Water courses and valleys are therefore some of my target areas concerning suggestions for areas to plant, and we have plenty of both on Exmoor. Many of the small valleys spreading from The Chains are wet for much of the year, but more importantly for us they are mainly hidden and hidden is what I am suggesting. I do not wish to change the landscape of Exmoor, but capitalise on all the deep valleys that few people see. I would take advantage of this in a utilitarian form but perhaps also emulate one of the most popular valleys on the Moor, Badgeworthy. A valley that has high footfall and offers a stark contrast for walkers that have just dropped down off the moor and really captures the magic of Exmoor, a rugged terrain with splashes of undeniable beauty. Another such beauty is Three Combes Foot, a practical tool, quintessentially Exmoor that could easily be selectively emulated elsewhere on the Moor. Perhaps if recreating these beauties, the sustainable aspect is the aesthetics for tourism rather than a purely timber related economy.

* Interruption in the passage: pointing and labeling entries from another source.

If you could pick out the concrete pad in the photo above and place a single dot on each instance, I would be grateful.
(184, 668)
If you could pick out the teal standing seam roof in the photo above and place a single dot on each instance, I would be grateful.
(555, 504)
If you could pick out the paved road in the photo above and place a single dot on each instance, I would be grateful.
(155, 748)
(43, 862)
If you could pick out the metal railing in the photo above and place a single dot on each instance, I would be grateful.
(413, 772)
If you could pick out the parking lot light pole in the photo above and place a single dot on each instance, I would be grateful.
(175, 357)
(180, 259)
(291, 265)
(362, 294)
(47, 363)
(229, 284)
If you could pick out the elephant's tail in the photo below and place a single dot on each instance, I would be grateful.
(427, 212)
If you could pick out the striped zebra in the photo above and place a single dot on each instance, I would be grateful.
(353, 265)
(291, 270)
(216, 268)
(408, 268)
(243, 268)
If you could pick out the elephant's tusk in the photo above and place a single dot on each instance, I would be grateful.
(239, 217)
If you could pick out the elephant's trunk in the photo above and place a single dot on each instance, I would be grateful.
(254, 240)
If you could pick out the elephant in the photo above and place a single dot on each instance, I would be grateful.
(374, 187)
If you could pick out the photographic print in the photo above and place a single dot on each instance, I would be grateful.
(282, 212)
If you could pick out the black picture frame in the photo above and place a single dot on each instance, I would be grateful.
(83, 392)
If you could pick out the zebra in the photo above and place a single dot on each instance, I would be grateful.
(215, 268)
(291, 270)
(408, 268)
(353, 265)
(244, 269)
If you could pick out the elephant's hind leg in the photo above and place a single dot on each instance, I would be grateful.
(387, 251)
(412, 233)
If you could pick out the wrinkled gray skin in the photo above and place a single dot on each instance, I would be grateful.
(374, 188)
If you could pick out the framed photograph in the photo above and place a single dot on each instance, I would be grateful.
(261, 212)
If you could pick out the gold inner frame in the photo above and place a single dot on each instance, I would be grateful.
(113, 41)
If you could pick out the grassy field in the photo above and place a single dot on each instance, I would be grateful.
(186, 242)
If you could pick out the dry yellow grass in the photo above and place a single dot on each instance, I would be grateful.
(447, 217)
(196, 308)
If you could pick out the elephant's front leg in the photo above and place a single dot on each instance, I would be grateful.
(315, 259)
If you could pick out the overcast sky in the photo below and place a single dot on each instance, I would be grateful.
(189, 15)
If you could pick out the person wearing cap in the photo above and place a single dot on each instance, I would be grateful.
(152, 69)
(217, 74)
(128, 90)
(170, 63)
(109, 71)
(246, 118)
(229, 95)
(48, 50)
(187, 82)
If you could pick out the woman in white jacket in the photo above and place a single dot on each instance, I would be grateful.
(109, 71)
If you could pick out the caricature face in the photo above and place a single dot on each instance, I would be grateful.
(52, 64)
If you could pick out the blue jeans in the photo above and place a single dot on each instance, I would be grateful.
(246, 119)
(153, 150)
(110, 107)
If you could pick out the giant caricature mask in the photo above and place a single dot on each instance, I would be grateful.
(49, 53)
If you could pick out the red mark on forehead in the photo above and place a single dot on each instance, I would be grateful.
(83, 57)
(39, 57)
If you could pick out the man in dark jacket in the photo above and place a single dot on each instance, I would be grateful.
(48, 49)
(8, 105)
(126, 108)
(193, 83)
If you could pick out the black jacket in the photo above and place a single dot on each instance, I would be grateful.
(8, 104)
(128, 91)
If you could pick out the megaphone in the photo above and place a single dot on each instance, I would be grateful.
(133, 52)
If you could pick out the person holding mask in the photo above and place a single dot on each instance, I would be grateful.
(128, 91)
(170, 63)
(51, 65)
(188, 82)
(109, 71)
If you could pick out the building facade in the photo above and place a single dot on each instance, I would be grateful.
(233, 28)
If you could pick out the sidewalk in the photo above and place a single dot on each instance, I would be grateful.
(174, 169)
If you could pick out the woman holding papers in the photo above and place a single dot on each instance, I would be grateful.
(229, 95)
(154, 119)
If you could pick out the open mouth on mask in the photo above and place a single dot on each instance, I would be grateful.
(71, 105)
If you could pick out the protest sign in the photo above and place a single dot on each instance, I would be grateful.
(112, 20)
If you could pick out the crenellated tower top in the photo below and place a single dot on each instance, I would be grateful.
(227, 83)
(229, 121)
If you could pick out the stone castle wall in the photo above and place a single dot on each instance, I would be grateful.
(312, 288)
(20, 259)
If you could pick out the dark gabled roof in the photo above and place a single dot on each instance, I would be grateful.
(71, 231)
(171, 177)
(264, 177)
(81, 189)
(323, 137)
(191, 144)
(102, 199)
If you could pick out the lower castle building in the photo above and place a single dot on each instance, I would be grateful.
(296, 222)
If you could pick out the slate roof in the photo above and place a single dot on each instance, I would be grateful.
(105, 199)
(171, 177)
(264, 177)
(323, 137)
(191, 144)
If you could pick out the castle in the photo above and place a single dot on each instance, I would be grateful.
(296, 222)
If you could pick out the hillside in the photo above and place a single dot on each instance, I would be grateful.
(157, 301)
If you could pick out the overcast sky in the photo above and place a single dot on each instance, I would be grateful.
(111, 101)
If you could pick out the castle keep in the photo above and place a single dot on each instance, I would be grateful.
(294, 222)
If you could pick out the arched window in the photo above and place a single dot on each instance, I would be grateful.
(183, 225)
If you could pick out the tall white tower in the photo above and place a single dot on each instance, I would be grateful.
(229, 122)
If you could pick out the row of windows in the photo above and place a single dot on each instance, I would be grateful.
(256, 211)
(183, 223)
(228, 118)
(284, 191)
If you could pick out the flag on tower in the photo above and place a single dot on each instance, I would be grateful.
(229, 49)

Most importantly, for me however, when talking about the future of trees on Exmoor is the relationship, they have with those of us that live here. A symbiosis that has been lost in recent times, with the vast reduction in a culture of working woodlands. Exmoor is a working place through and through so I suggest creating work for the future generations by planting trees for our children to manage. My suggestions would work to promote jobs in low impact forestry, firewood and woodcraft allowing people to remain on the moor rather than seek employment away from it. Our population is declining to an unsustainable level so let us increase the tree population to encourage the sustainability of the people that live and work here.